## Setup: Create a path at the root as ./Private/Data, and move the shared CSV dataset files into this path. The same directory has been gitignored to preserve data integrity. Once this has been completed, the cells can be run in order to create a single pandas dataframe with all the company data, which is then saved as a single master CSV file

## Please do NOT edit this notebook unless you want to modify the data retrival process. For approaches to use this data to predict valuations/other metrics, please create separate notebooks in this same master directory. This notebook is inteded for data retrieval and data cleaning alone

## Please also do not uncomment commented lines and then commit changes without re-commenting these lines. The lines have been commented in order to preserve data integrity, as this is a public repository.

## For more information about this project/access to the data, please contact LionBase at https://lionbase.nyc/

In [1]:
# Standard Imports
import pandas as pd
#import matplotlib.pyplot as plt
#import numpy as np
%matplotlib inline

path = './Private/Data/'
file_names = ['Financials.csv','MarketData.csv','Profiles.csv']

In [2]:
financial_frame = pd.read_csv(path+file_names[0])
market_frame = pd.read_csv(path+file_names[1])
profile_frame = pd.read_csv(path+file_names[2])
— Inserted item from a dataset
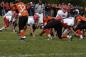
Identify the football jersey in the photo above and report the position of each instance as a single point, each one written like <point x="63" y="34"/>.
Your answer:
<point x="62" y="14"/>
<point x="21" y="9"/>
<point x="81" y="18"/>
#Dropping all the source columns, this data is not relevant 
financial_frame.drop(['Source','Source.1','Source.2','Source.3','Source.4','Source.5','Source.6'],axis=1, inplace=True)
market_frame.drop(['Source','Source.1','Source.2', 'Source.3', 'Source.4', 'Source.5', 'Source.6', 'Source.7'],axis=1, inplace=True)
profile_frame.drop(['Source','Source.1','Source.2', 'Source.3', 'Source.4', 'Source.5', 'Source.6'],axis=1, inplace=True)

#financial_frame.head()
#market_frame.head()
#profile_frame.head()

In [3]:
master_frame = pd.concat([financial_frame,market_frame, profile_frame], axis=1)

In [4]:
def clean_ticker(old_ticker):
    old_ticker=str(old_ticker)
    if(old_ticker=='nan'):
        return "N/A"
    hyphen_index = old_ticker.find('-')
    if(hyphen_index==-1):
        return old_ticker
    new_ticker = old_ticker[0:hyphen_index]
    return new_ticker

In [5]:
master_frame.columns = master_frame.columns.str.strip().str.lower().str.replace(' ', '_').str.replace('(', '').str.replace(')', '')
master_frame.drop(['name'],axis=1,inplace=True)
master_frame.drop(['cusip'],axis=1,inplace=True)
master_frame['quote_symbol'] = master_frame['quote_symbol'].apply(clean_ticker)
#master_frame.head()

### List of features avalible in the dataset

In [6]:
feature_list = list(master_frame.columns.values)
for feature in feature_list:
    print(feature)
print('\n')
print("Number of elements:{}".format(len(master_frame)))

mastercsv = path+'MasterDataset.csv'

current_sales
current_ebitda
current_ebit
current_net_income
current_total_assets
current_total_liabilities
current_market_cap_usd
current_price_close
current_pe_ratio
actual_eps
current_price_/_cash
current_price_/_sales
dividend_yield
quote_symbol
sedol
country
exchange
primary_sic_code


Number of elements:4577


In [7]:
#Save dataframe to CSV file
master_frame.to_csv(mastercsv, sep='\t', encoding='utf-8')

## This dataset is now ready to be used in a separate notebook, in order to analyse and predict trends of companies.